Román sintió el tirón, el intento de la Sombra de despojarlo de sus propios recuerdos. Vio destellos: el rostro de Fátima cuando era bebé, el día que conoció a Susana, una conversación con Don Elías. Eran hilos que la entidad intentaba cortar. Se aferró a ellos con desesperación, a la vez que el estruendo de las explosiones de Vicente desde el Bosque se hacía más violento, una sinfonía de destrucción que alimentaba la fuerza de la Sombra.
"¡Las campanas!", gritó Don Elías, su voz rasposa pero firme, alzándose por encima del zumbido mental de la Sombra. "¡La Maríana! ¡Es la voz más antigua!"
La Maríana era la campana más grande y pesada de la Giralda, una mole de bronce de siglos de antigüedad. Don Elías y Doña Carmen se lanzaron hacia ella, sus cuerpos frágiles, pero sus voluntades inquebrantables. Román los siguió, la adrenalina corriendo por sus venas, a pesar de que la Sombra arremetía con más fuerza contra su mente.
Mientras intentaban mover el enorme badajo, la Sombra Atada reaccionó con furia. Los tentáculos etéreos se solidificaron por un instante, formando barreras invisibles que los empujaban hacia atrás, congelando el aire a su alrededor. Un "grito" mental resonó en la sala, un lamento de furia y desesperación, pero también de algo más: miedo. La Sombra temía el sonido de la campana.
Doña Carmen, con los ojos cerrados, comenzó a recitar nombres y fechas con una velocidad asombrosa, cada palabra un pequeño martillo contra la pared de oscuridad. "Al-Mutamid, 1069... Fernando III, 1248... la peste negra, 1348... la Exposición del 29..." Su mente prodigiosa era un bastión de la historia, una biblioteca viviente que la Sombra luchaba por derrumbar.
Don Elías, con una fuerza sorprendente para su edad, se aferró al badajo de la Maríana. Con un esfuerzo sobrehumano, y ayudado por Román, que puso todo su peso en ello, tiraron. El metal frío se movió con lentitud.
La Sombra Atada lanzó un "rugido" de desesperación, sus tentáculos girando salvajemente, intentando envolverlos. Pero la memoria de Doña Carmen y el canto ancestral de Don Elías creaban un campo de fuerza a su alrededor. El aire se volvió un torbellino de emociones y recuerdos.
Con un último y agonizante esfuerzo, el badajo de la Maríana impactó contra el borde de la campana.
El sonido no fue solo un tañido. Fue una onda expansiva de memoria pura. Un GONG profundo, resonante, que se extendió por la sala de campanas, descendió por la Giralda y atravesó la niebla verdosa, irrumpiendo en el silencio de Sevilla.

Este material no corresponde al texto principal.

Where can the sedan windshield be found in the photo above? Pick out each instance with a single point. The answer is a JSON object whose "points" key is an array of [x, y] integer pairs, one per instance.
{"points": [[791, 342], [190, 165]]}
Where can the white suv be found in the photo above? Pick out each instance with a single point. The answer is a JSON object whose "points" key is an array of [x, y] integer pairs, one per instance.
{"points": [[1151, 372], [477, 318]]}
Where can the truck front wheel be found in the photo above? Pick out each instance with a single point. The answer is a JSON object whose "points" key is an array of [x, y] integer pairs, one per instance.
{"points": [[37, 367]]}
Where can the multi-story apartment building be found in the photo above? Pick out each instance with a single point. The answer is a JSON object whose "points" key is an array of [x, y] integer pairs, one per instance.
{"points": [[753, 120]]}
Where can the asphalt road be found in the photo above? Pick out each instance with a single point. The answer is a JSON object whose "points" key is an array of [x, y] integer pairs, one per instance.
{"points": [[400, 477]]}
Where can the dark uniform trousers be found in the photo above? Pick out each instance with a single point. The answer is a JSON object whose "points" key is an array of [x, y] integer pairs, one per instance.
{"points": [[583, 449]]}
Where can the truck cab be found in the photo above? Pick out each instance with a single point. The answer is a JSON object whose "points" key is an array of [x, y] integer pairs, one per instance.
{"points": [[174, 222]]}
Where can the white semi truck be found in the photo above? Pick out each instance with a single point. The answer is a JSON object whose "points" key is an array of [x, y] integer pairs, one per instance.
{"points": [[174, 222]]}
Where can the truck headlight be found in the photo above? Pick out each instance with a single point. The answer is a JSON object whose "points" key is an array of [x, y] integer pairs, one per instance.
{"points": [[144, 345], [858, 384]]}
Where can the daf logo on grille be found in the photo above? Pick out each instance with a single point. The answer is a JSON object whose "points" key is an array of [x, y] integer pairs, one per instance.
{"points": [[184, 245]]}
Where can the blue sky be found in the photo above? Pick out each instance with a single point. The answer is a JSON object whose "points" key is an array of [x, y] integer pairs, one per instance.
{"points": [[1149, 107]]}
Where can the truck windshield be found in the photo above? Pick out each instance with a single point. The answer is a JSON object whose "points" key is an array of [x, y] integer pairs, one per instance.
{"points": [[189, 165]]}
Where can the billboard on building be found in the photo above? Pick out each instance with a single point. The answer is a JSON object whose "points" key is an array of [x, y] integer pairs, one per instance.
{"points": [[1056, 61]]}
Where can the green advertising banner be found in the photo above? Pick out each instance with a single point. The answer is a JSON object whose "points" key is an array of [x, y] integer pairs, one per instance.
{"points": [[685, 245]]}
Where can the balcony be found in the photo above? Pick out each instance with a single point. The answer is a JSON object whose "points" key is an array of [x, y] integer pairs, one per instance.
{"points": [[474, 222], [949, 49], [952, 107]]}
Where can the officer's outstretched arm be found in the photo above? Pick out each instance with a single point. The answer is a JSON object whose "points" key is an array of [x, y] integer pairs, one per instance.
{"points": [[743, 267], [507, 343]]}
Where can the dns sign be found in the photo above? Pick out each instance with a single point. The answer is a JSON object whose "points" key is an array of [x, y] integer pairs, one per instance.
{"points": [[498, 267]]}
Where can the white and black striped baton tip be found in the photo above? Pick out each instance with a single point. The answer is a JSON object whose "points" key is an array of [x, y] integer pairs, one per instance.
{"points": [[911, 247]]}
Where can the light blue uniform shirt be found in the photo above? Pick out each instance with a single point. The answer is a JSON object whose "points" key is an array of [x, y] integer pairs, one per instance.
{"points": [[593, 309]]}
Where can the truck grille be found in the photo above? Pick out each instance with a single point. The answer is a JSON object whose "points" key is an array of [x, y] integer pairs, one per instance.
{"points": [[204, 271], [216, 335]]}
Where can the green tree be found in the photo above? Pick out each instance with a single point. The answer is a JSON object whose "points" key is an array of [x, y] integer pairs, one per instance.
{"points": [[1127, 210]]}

La Sombra Atada se encogió sobre sí misma, lanzando un "chillido" mental que hizo a Román tambalearse. No era un sonido audible, sino una punzada de dolor puro, como si el tañido de la campana fuera veneno para su existencia. Los puntos de luz verdosa en su centro parpadearon erráticamente, y los tentáculos se disiparon.
Afuera, en la ciudad, la reacción fue instantánea. El GONG pareció sacudir la neblina verdosa, que comenzó a disiparse lentamente. La gente en las calles, los sonámbulos del olvido, se detuvieron. Una chispa de reconocimiento brilló en sus ojos vacíos. Un hombre murmuró un nombre. Una mujer sollozó, un recuerdo fugaz de un ser querido.
El tañido de la Maríana había sido un puñetazo en la conciencia colectiva de Sevilla. No había revertido por completo la amnesia, pero había detenido su avance y plantado una semilla de recuerdo.
Mientras la Sombra Atada, debilitada y resentida, se retiraba en un torbellino de oscuridad hacia el Bosque, Román miró a Don Elías y Doña Carmen. Estaban agotados, pero una chispa de victoria brillaba en sus ojos. Habían ganado una ronda. Pero la Sombra no se había ido. Solo se había retirado.
El sonido de una nueva explosión, más potente que las anteriores, retumbó desde el Bosque. Vicente no había cesado. Su ignorancia y ambición seguían siendo el motor de la amenaza.